Cette fois c’est lui-même qu’il met en scène, son éducation élitiste, obligée, qu’il compare à celle de Louis XIII excepté que ses parents à lui sont juifs : « Il n’est pas certain que l’héritier de la Couronne ait été davantage aimé que l’héritier de la Shoah. Nous avons tous les deux reçu une éducation royale. » Virginie Bloch-Lainé souligne sa volonté d’abdiquer sa propre domination masculine allant vers une identité moins affirmée et qui mènerait, du même coup à « son attachement à ces valeurs positives » que sont la liberté, l’égalité, le féminisme, etc. Une remarque rapportée par la critique souligne l’ambiguïté de la démonstration : l’héritage de deux expériences « La première consistait à passer des étés sur une plage naturiste avec ses parents, du côté de Cassis. Le « cul nu » et les bedaines faisaient obstacle à la phallocratie, assure Jablonka. », la seconde sera une année de CP en Californie qui lui ouvre des horizons. Entre Histoire, sociologie, fait-divers et création littéraire Jablonka ne cesse de vouloir faire « bouger les lignes ».

Dans le pêle-mêle :

voici encore Marie Ndiaye, version La Croix et le Figlitt cette fois ; des papiers, pas de une, enthousiastes cependant « un roman d’une intensité inouïe » dans le premier, tandis que Mohamed Aïssaoui souligne l’extrême acuité des personnages. Tiffany Tavernier complète cette semaine dévolue aux drames familiaux et autres faits divers avec L’ami, chroniqué par Muriel Steinmetz pour l’Huma ; roman dans lequel un couple découvre que ses voisins dont il sont assez proches sont un tueur en série et sa complice et que des corps sont enterrés dans le jardin bien tenu. Des noms d’écrivains de janvier dont on devrait entendre parler, en voici en voilà qui apparaissent, Patrick Grainville, Ann Patchett, Andreï Makine.
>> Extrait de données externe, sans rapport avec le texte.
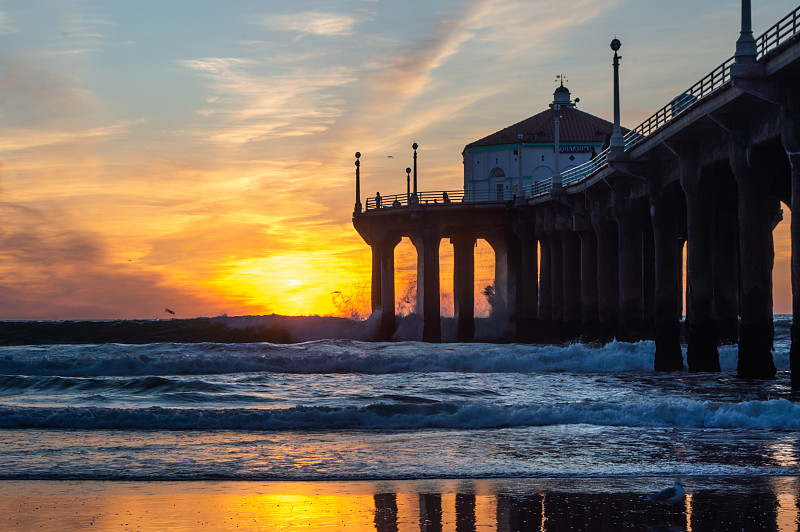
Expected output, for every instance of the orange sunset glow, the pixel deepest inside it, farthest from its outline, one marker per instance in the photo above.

 La critique critique cette semaine c’est pour Bernard Pivot dans La Croix sous la plume de Jean-Claude Raspiengeas qui après avoir titré sur « un roman vivifiant et désenchanté sur son entrée en vieillesse » offre une petite restriction : « Faut-il taire néanmoins la déception qui gagne au fil des pages, d’assister au relâchement du style, à l’étalage d’une platitude que toute une vie passée à côtoyer les meilleurs écrivains de son temps aurait dû conduire à éviter. Par défaut de profondeur autant que d’exigence romanesque, une certaine banalité érode le texte, soulignée par des traits d’esprits assez poussifs. » Vivifiant on vous dit.